Bacini riparazioni navali: che non sia l’ennesimo GIOCO DELL’OCA!

Sulla annosa vicenda dei Bacini e delle riparazioni navali sono sempre stato presente con interventi coerenti a sostegno della riapertura dei
bacini anche per le navi di grandi dimensioni.

È per questo che invito tutti, vecchi e nuovi protagonisti, a non prendere in giro, ieri come oggi, i riparatori e i disoccupati che
vedono in questa attività una delle speranze di lavoro e ad evitare di rifarsi una verginità sulle loro spalle.

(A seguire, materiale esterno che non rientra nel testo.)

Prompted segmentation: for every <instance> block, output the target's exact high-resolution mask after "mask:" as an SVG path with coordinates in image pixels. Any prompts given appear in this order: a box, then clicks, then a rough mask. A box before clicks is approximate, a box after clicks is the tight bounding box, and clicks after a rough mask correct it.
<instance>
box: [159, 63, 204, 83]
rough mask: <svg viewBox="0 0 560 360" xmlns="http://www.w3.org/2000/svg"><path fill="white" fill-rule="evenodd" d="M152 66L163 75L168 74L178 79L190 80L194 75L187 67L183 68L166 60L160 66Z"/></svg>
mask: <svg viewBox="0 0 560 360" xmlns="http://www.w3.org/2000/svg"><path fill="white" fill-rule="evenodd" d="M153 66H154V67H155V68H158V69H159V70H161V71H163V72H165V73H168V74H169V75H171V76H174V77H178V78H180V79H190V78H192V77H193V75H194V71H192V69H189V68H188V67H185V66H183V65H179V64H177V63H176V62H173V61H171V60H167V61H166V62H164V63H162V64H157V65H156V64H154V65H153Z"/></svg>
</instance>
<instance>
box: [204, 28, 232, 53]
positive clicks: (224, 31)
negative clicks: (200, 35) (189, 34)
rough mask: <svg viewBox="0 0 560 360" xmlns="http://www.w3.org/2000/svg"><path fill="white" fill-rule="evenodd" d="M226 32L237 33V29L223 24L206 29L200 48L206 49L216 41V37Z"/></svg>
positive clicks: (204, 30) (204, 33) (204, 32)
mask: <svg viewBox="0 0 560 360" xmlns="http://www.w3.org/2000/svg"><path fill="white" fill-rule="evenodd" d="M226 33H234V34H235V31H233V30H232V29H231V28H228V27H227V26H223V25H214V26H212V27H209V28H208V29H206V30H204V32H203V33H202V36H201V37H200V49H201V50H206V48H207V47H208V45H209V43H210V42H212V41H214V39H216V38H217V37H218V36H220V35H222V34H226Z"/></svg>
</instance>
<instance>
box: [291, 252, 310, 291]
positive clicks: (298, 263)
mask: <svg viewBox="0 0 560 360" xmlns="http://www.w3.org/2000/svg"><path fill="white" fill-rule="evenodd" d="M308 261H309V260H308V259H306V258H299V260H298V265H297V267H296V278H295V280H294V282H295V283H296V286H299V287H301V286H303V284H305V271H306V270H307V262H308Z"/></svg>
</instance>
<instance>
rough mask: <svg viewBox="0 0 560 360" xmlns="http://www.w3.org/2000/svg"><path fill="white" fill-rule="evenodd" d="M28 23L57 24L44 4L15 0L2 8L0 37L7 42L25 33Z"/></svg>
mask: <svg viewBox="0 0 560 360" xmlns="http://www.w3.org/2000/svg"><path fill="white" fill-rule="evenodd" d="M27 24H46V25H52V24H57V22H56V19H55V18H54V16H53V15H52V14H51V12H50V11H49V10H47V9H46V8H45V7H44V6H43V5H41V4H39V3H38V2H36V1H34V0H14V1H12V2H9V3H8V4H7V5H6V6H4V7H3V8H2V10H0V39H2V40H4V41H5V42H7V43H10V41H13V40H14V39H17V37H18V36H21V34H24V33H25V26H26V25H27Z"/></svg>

Desidero dunque chiarire alcuni punti.

  1. È giusto dare giudizi sul passato e sul presente che devono essere definiti senza confondere il piano politico con quello giudiziario. Per il primo piano è di evidenza che i giudizi sono diversificati (per me è molto negativo), per il secondo piano la magistratura deve essere autonoma pur potendo spronarla ad essere il più celere possibile.
  2. Mi meraviglia che all’indomani della approvazione del Piano Regolatore Portuale non sia stato portato avanti dall’Amministrazione
    Comunale la richiesta di variante al Piano a favore delle grandi riparazioni visto che il Sindaco ha sostenuto di essere sempre stato
    convinto di queste riparazioni. Ha studiato poco e male prima o se ne è scordato? Oggi magari la variante sarebbe arrivata in porto!
  3. Così come mi meraviglia che la Regione non abbia ancora trovato il tempo per attivare corsi di formazione per chi ha perso il posto di
    lavoro, come da tempo richiesto dal Consiglio comunale e dagli ex lavoratori, e per preparare il prolungamento degli ammortizzatori
    sociali in scadenza e sostegni al reddito come accompagnamento ai bandi di lavoro. È possibile una celere svegliata?
  4. Da parte mia e di Città Diversa c’è disponibilità a incontrare chiunque e a sostenere queste e tutte le altre soluzioni utili a dare da
    subito un futuro al Porto in tutte le sue dimensioni comprese le riparazioni navali, Benetti e Piombino permettendo.

Insomma la partita delle riparazioni navali non sia, come altre partite a Livorno, l’ennesimo gioco dell’oca.